Death and Rebirth: The Role of Extinction in Evolution

| By Dennis Venema on Letters to the Duchess

Death and Rebirth: The Role of Extinction in Evolution

When they imagine evolution, many Christians picture novelty: new species arising over time, or speciation events. But as the most recent Southern Baptist Voices exchange makes clear, many Christians also focus on the role of death in evolution—something that can be a stumbling block to seeing it as a means by which a good God creates. This is especially true when we imagine the death of individual creatures in fierce competition for limited resources, whether such struggle takes place on the savanna or elsewhere.

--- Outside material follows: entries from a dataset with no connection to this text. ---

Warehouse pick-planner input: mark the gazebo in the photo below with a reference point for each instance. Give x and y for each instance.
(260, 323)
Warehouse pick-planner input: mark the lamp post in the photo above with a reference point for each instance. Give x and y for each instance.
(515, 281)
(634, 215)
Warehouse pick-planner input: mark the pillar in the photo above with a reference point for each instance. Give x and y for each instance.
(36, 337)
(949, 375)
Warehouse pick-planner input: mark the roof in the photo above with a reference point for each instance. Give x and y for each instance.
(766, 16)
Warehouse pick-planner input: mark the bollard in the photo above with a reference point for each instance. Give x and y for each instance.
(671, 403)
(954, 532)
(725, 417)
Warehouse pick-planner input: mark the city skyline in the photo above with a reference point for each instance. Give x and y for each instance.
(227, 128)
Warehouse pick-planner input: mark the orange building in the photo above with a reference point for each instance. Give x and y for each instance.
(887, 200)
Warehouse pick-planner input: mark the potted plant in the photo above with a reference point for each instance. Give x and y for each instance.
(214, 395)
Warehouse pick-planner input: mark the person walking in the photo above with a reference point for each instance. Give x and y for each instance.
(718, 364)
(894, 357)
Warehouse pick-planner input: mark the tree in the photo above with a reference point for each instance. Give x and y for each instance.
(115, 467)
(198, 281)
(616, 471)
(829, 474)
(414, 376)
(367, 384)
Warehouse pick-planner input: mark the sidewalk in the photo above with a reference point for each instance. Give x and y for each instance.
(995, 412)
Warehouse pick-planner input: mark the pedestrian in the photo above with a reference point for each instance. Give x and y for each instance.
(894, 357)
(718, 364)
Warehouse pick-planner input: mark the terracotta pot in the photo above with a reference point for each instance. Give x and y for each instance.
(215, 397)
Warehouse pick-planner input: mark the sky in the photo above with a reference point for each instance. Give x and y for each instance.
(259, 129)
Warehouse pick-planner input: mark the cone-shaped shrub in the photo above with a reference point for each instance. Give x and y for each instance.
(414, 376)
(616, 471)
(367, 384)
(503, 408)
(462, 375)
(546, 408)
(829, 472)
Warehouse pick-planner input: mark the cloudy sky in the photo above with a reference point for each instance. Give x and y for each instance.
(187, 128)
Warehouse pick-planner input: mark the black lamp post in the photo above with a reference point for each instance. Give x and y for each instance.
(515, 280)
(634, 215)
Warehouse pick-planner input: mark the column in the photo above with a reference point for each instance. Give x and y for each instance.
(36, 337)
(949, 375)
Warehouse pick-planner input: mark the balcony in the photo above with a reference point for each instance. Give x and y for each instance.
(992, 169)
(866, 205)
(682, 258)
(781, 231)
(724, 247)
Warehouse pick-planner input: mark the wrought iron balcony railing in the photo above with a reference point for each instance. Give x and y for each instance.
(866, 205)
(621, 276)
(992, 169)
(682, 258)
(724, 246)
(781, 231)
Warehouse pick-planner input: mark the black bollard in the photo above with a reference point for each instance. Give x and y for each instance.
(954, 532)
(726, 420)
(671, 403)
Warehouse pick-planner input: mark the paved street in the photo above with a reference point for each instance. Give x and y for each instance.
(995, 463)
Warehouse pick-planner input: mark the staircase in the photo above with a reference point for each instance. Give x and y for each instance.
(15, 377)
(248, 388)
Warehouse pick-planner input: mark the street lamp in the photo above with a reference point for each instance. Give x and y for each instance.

In his essay for that series, Jeff Schloss addressed the question of whether animal death is a natural evil, but also noted that such theological considerations aside, death does not actually “drive evolution” in the way most people imagine—especially when they think of violence in the natural world. This more complicated sense of death’s role is partially the result of modern evolutionary science recognizing the importance of cooperation and inter-relation among species, rather than just direct competition. But just as important is the knowledge that evolution is significantly shaped not by the deaths of individual creatures, but by extinction, the loss of species over time. In this post, we explore some aspects of how extinction acts as both a destructive and creative force in evolutionary history, including the evolutionary history of mammals.

Sporadic extinction

Extinction is actually a common feature of life on earth when viewed over long (e.g. geological) timescales. By some estimates, over 99% of the species that have ever lived have gone extinct. One factor that promotes extinction is the fact that evolution does not produce species that are optimally adapted to their environment, but only better adapted than their local competitors. Invasive species testify to this fact: local (endemic) species are not always the best-adapted species for their own environment. Examples abound where species from other environments are actually better-suited to out-compete endemic species. Here in my own province, the invasive Himilayan blackberry (Rubis discolor) easily outcompetes many endemic species. If endemic species were optimally adapted to their environment, this would not be possible, as they would outcompete all exotic species. Instead, exotic species, by chance, might be better adapted to an ecosystem they did not evolve in. These exotics may be capable of eliminating endemic species altogether.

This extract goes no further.